The centrality of the individual and the primacy of preference have led to diluted degrees as well as grade inflation while those with the requisite sheepskins to certify their erudition have no marketable skills that allow them to earn a living in their field and are limited by a lack of general liberal arts to the most narrow of fields of knowledge and expertise.  The marketplace is no longer impressed with degrees or resumes and the employer has come to view employees more as liabilities than assets.

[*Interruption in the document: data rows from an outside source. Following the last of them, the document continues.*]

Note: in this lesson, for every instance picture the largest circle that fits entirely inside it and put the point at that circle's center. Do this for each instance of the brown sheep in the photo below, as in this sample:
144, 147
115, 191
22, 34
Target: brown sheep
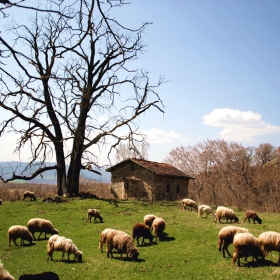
225, 237
93, 213
252, 215
29, 194
158, 227
141, 230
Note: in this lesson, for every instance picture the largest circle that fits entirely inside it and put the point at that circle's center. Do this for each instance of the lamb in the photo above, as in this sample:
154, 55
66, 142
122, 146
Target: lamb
60, 243
41, 225
204, 209
269, 241
225, 237
245, 244
148, 220
93, 213
141, 230
17, 231
158, 227
188, 203
4, 274
29, 194
124, 244
225, 213
252, 215
40, 276
106, 235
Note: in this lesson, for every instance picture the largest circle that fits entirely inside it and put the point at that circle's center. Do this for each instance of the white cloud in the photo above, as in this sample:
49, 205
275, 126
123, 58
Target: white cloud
157, 136
239, 125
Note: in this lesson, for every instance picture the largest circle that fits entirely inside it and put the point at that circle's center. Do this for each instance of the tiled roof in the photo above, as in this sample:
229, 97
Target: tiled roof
155, 167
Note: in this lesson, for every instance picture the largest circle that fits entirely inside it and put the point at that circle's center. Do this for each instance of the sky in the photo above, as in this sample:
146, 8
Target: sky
221, 60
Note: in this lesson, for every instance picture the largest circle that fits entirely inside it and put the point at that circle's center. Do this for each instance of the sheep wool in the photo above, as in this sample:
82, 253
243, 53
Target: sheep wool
107, 236
225, 213
252, 215
148, 220
41, 225
60, 243
4, 274
94, 213
269, 241
124, 244
204, 209
158, 227
245, 244
141, 230
17, 231
225, 237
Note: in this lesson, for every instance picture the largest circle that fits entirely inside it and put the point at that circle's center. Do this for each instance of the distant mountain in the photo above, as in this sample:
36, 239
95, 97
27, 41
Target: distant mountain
48, 177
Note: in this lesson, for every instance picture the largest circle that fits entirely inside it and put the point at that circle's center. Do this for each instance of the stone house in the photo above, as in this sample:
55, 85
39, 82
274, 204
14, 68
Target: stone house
141, 179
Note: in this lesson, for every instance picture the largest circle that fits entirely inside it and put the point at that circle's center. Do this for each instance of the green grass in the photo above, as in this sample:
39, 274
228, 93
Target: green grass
189, 251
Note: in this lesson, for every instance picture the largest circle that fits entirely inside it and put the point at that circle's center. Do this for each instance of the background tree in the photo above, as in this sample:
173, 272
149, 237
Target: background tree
75, 87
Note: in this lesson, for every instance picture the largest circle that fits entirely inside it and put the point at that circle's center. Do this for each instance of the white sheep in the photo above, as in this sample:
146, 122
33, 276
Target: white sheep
124, 244
41, 225
225, 237
245, 244
204, 209
188, 203
158, 227
17, 231
269, 241
4, 274
107, 235
60, 243
29, 194
223, 212
148, 220
93, 213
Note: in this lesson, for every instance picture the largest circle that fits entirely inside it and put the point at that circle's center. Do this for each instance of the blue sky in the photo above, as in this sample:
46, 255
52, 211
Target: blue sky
222, 63
221, 59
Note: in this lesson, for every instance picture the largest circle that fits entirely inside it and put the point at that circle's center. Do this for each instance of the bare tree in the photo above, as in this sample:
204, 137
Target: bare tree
75, 87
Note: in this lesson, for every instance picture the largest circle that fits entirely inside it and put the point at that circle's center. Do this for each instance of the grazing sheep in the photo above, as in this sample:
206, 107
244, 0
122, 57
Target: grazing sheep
29, 194
245, 244
41, 225
204, 209
141, 230
124, 244
225, 213
252, 215
158, 227
148, 220
188, 203
93, 213
225, 237
4, 274
60, 243
15, 232
107, 234
40, 276
269, 241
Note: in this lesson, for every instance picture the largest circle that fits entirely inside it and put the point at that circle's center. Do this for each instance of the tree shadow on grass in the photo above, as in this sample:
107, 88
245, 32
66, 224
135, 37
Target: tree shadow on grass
259, 263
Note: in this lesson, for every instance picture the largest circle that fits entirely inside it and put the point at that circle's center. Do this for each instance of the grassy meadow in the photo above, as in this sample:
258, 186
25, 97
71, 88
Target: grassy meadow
189, 250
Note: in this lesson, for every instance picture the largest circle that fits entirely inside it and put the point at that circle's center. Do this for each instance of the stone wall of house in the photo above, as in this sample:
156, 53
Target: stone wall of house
133, 181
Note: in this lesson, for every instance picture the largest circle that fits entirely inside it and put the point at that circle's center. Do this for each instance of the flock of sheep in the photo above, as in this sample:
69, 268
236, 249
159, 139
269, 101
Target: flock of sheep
244, 243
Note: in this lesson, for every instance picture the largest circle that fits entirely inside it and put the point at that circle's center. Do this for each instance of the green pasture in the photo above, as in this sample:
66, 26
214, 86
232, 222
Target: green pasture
189, 250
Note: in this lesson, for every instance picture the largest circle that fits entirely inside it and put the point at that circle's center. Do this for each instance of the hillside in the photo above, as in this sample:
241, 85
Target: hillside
49, 177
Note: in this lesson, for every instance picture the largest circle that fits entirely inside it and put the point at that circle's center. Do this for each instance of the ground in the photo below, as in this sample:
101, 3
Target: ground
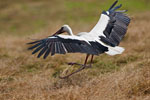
25, 77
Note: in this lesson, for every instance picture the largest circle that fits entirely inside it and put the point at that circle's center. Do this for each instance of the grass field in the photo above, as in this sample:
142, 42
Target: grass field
24, 77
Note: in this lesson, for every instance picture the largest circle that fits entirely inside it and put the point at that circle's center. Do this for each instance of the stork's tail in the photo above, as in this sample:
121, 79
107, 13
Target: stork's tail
115, 50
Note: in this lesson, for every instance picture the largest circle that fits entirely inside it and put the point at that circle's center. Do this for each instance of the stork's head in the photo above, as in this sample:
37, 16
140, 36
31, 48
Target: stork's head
64, 28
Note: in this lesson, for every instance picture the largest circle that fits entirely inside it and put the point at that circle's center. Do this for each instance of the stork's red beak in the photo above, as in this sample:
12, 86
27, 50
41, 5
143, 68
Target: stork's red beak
59, 32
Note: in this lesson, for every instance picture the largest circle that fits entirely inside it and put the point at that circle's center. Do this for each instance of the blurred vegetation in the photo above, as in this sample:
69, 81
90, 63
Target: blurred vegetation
24, 17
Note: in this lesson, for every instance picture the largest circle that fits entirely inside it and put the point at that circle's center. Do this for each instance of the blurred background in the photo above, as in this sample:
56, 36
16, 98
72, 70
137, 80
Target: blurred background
24, 17
24, 77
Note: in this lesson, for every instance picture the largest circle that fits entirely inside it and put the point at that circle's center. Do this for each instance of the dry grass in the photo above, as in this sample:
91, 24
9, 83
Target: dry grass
121, 77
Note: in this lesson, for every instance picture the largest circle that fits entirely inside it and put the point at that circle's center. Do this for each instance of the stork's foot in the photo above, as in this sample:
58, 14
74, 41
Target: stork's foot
86, 66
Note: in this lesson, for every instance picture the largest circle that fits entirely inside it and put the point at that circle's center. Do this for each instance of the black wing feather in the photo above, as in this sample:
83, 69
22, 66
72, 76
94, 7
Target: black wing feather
116, 27
56, 44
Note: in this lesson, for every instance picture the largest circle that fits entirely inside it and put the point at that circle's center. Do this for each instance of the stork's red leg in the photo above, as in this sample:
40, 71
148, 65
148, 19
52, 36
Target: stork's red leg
91, 61
81, 68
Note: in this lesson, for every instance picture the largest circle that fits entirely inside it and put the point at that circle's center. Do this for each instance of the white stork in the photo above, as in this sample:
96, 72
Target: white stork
103, 38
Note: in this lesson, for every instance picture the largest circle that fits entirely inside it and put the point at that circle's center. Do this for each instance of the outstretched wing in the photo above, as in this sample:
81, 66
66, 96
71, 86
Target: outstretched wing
112, 25
61, 44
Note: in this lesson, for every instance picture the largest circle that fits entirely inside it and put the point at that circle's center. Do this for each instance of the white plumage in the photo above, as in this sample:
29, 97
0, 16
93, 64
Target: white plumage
103, 38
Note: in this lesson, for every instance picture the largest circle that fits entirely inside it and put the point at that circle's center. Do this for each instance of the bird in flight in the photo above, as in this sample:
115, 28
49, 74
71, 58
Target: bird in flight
103, 38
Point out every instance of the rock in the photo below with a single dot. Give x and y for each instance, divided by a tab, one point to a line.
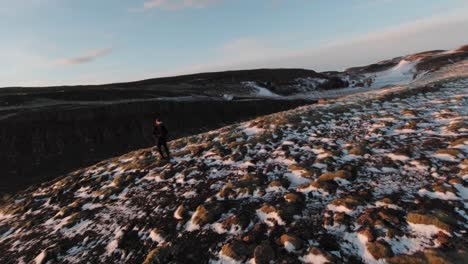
329	176
443	238
316	252
291	242
379	249
158	255
236	250
358	150
294	198
263	254
456	181
349	202
341	218
368	232
201	216
180	213
329	242
328	186
197	150
452	152
267	209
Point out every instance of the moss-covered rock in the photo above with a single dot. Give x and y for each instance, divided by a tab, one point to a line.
329	176
349	202
236	250
158	255
438	218
452	152
264	253
288	240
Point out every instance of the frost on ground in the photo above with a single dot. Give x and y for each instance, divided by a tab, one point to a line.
377	177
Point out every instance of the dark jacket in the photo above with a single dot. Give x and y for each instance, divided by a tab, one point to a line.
160	131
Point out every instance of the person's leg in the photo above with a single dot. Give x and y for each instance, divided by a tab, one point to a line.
168	153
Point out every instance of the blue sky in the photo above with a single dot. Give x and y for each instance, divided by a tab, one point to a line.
55	42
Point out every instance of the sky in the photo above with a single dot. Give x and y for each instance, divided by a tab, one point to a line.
76	42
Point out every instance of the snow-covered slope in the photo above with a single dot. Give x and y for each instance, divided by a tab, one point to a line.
376	177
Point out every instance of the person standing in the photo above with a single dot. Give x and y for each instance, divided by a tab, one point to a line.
160	134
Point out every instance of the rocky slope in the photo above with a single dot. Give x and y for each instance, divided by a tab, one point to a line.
376	177
41	144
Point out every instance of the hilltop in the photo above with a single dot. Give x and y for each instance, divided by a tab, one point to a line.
380	176
48	131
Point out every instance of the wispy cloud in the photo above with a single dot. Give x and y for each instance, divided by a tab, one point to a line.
178	4
84	58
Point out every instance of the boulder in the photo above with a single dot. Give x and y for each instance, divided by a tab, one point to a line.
329	176
291	242
264	253
379	249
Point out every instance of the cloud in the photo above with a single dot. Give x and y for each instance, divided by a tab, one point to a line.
88	57
178	4
443	32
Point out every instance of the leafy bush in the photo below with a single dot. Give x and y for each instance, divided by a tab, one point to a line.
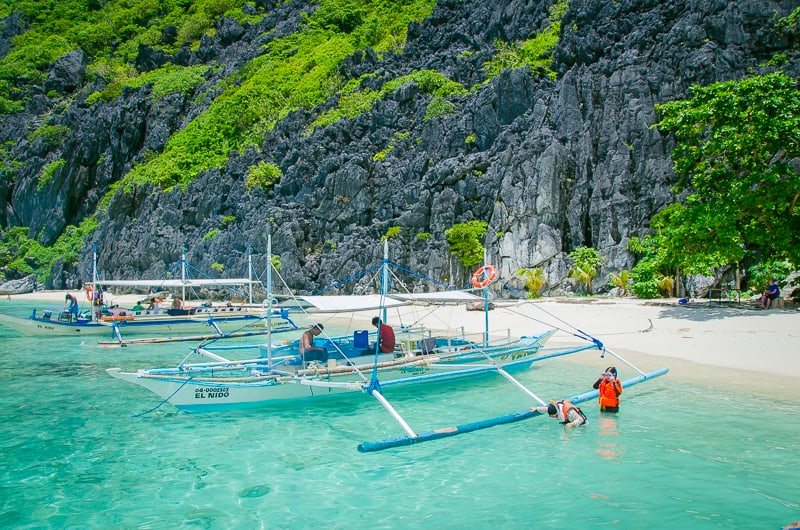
586	265
211	234
353	104
438	107
171	79
264	176
52	135
534	52
49	171
534	281
621	280
392	231
466	241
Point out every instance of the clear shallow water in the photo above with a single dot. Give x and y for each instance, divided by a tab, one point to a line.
73	454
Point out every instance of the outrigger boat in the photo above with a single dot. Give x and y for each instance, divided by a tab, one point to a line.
211	319
277	374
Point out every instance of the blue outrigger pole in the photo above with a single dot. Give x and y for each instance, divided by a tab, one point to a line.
368	447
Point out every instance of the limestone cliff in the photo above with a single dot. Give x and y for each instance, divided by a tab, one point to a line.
550	164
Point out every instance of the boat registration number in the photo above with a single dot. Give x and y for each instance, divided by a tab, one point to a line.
211	393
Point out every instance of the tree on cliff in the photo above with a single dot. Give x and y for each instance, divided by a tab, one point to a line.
738	157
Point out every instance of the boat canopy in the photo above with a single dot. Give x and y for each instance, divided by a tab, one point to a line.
366	302
459	297
177	282
343	303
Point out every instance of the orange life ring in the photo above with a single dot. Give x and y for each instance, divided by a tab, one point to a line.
487	272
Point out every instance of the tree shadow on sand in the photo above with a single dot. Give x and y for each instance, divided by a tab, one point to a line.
705	311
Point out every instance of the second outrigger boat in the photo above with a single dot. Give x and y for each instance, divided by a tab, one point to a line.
276	374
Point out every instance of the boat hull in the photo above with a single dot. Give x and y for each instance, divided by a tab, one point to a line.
53	327
195	393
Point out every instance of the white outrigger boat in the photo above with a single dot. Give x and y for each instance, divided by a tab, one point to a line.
211	319
278	375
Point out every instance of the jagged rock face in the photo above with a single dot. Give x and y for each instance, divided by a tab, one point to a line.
24	285
550	165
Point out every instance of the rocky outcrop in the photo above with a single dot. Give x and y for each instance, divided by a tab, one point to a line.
22	286
551	165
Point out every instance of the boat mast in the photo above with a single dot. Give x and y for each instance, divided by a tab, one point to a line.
384	277
94	266
269	299
183	272
249	274
486	303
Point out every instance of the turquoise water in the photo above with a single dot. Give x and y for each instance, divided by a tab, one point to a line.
74	453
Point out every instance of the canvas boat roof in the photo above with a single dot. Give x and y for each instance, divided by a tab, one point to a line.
177	282
349	303
342	303
438	297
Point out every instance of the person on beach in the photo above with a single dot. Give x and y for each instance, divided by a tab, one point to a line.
610	389
308	351
386	340
565	412
771	294
72	307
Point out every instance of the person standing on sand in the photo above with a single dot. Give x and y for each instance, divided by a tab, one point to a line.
771	294
72	307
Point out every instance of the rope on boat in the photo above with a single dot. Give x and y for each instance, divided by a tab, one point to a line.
165	400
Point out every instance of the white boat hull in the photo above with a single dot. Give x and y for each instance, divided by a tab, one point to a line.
194	393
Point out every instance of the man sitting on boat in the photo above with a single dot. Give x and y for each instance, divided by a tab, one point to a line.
308	351
72	307
386	340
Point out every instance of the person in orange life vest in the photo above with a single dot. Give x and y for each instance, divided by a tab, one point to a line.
610	389
565	412
308	350
386	340
72	307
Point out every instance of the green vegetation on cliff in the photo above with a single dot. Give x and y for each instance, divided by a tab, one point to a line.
738	144
296	72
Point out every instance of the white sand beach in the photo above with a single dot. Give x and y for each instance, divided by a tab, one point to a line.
755	350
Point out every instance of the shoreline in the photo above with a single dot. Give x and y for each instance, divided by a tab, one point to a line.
703	343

Church schools were once the harbingers of traditional liberal arts where subjects like rhetoric, logic, language, and literature taught the uninitiated the mystery of thinking so that they might engage the highest wisdom, the fear of the Lord.  Now church schools have gladly followed every educational trend and fad in pursuit of a shrinking student population and the presumption of relevance, spending as much as the rich secular universities on the amenities at the expense of the core.  In the meantime, their religious tradition has become mere legacy or the idea that maybe their values are slightly more lofty than their more worldly competitors. Where, however, church schools engage their students with the fear of the Lord at the beginning of wisdom?  Even Lutheran colleges and universities are not sure to equip their students for the noble task of living out Luther's Table of Duties.

Work is a gift of God complicated by sin but not destroyed nor robbed of its generosity.  Labor is still a noble task and its fruit is not merely paycheck or personal gain but family and neighbor.  My father, a plumber, often wondered why the doctor was so highly valued for his care over the internal plumbing of the body while his job caring for the plumbing outside the body was considered menial. In either case the disrepair was serious and life threatening.  He was  not a college graduate but attended a trade school, learned as an apprentice to wire, plumb, repair, etc...  He was no genius in the normal sense of that word but he was incredible wise in character and work ethic.

I do not mean to suggest that there was ever a pristine moment in history in which education and labor were in perfect harmony but I do seriously fear the future of a view of individual freedom, elitism, self-centeredness, and smugness that seems to be the direction of so much in modern education -- it cannot be  sustained either morally or economically!

I have little impact in the realm of the premier universities of the ivy league and those who follow them but I do raise my voice and plead for church colleges and universities to stop, think, and listen before they head off the cliff and become mere imitators of the elite schools.  We who claim eternal wisdom ought to offer something different, something better, and something that enables our students  to honorably fulfill their baptismal vocations (and not merely to fulfill the same selfish goals and ideas with a thin veneer of churchly respectability).  We have a chance to resist the impulse to be the same and to be new again, true to the Scriptures and to the authentic wisdom of the Word made flesh -- not merely as Bible schools but as great and grand places where truth does not change and lives are truly free.

3 comments:

Ted Badje said...

Pastor, really, did you want to work at the meat packing plants in small town Nebraska ;-) ? I know I didn't.

Ted Badje said...

Not much opportunity, otherwise.

Mabel said...

To quote a presidential candidate who has become the darling of evangelical Christians: "I love the poorly educated!"